Ein Schaumweinproduzent in der Rechtsform einer AG hatte zum 31.12.2009 einen aktiven RAP i. S. d. § 250 Abs. 1 Satz 2 Nr. 2 HGB i. d. F. vor BilMoG für die gem. § 1 Abs. 1 SchaumwZwStG auf den im Jahr 2009 produzierten Schaumwein zu entrichtende Schaumweinsteuer in Höhe von 900.000 EUR gebildet, da dieser erst 2013 verkauft und bis dahin im Vorratsvermögen erfasst wurde, aber bereits aus dem definierten Zollbereich verbracht wurde. Eine ggf. anfallende latente Steuer war mit 30 % zu veranschlagen.

Ein Ansatz als aktiver RAP war gestattet, da es sich bei der Schaumweinsteuer um eine Verbrauchssteuer auf ein hergestelltes Produkt handelt und diese als dem einzelnen Endprodukt zurechenbare Steuer gilt, die das Endprodukt erst verkehrsfähig macht.

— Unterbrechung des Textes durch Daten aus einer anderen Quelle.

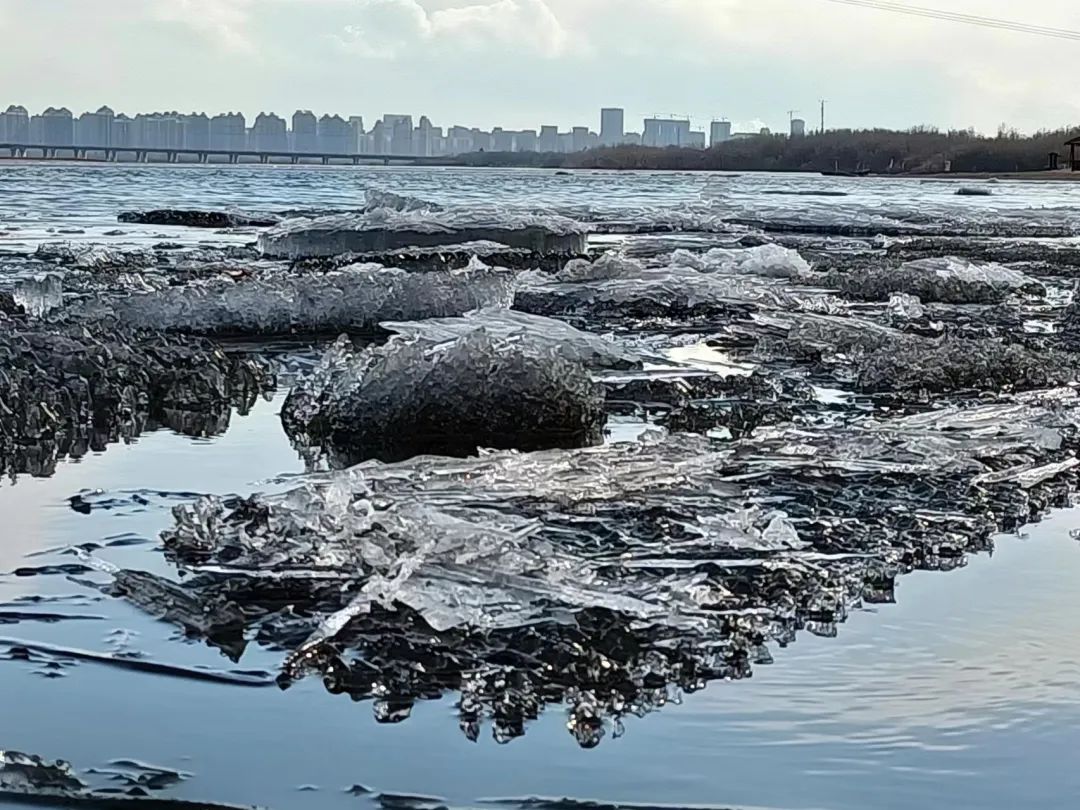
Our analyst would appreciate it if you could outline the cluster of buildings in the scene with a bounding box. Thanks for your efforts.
[0,105,806,158]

Der Schaumweinproduzent hatte zum 1.1.2010 das Wahlrecht zwischen der erfolgsneutralen Verrechnung mit den Gewinnrücklagen oder zur Beibehaltung. Für eine Verrechnung mit den Gewinnrücklagen sprach dabei, dass kein späterer erfolgswirksamer Ausweis zu erfolgen hatte/hat. Allerdings ging dies auch mit einer Minderung des EK einher, das sich bei dem Schaumweinproduzenten zum 31.12.2009 auf insgesamt 10.000.000 EUR belief, wobei Gewinnrücklagen in Höhe von 1,5 Mio. EUR zu verzeichnen waren.

Bei einer Verrechnung mit den Gewinnrücklagen zum Übergangszeitpunkt von den Alt- auf die Neuvorschriften ergaben sich folgende Bilanzen/Buchungen:

Bilanzausweis zum 31.12.2009:

 
Aktiva Bilanz 31.12.2009 Passiva
A. … A. Eigenkapital  
   
B. …
    III. Gewinnrücklagen 1.500.000
       
     
C. Rechnungsabgrenzungsposten 900.000

Buchungen zum Übergangszeitpunkt:

 
Datum Konto Soll Haben
  Gewinnrücklagen 630.000  
  Aktive latente Steuern 270.000  
  Aktiver Rechnungsabgrenzungsposten   900.000

(Theoretischer) Bilanzausweis zum 1.1.2010 nach Vornahme der Übergangsbuchung:

 
Aktiva Bilanz 1.1.2010 Passiva
A. … A. Eigenkapital  
   
B. …
    III. Gewinnrücklagen 870.000
       
     
C. Rechnungsabgrenzungsposten
E. Aktive latente Steuern 270.000    

Da § 5 Abs. 5 Satz 2 Nr. 1 EStG unter analogen Voraussetzungen ebenfalls die Bildung eines aktiven RAP verlangte und auch weiterhin verlangt, bestand die Notwendigkeit respektive Option zur Bildung aktiver latenter Steuern. Zum 31.12.2009 war der Ausweis in der Steuerbilanz mit jenem in der Handelsbilanz identisch. Da nach der Verrechnung mit den Gewinnrücklagen eine Differenz zur Darstellung in der Steuerbilanz besteht, weil der RAP dort solange fortzuführen ist, wie die Wirtschaftsgüter im Vorratsvermögen auszuweisen sind (hier bis ins Jahr 2013), kann eine aktive latente Steuer gebildet werden. Art. 67 Abs. 6 Satz 2 HGB fordert hier folgerichtig, dass die Bildung auch dann erfolgsneutral zu erfolgen hat, weshalb dies in dem obigen Buchungssatz zusammengefasst wurde. Die im Steuerrecht vorzunehmende aufwandswirksame Ausbuchung im Gj 2013 führte dann in der Steuerbilanz zum 31.12.2013 zu einer reduzierten Steuerlast, die im handelsrechtlichen Abschluss durch die Auflösung der aktiven latenten Steuer nachzuvollziehen war. Alternativ konnte auch das Ansatzwahlrecht des § 274 Abs. 1 Satz 2 HGB genutzt werden und auf einen aktiven latenten Steuerausweis verzichtet werden.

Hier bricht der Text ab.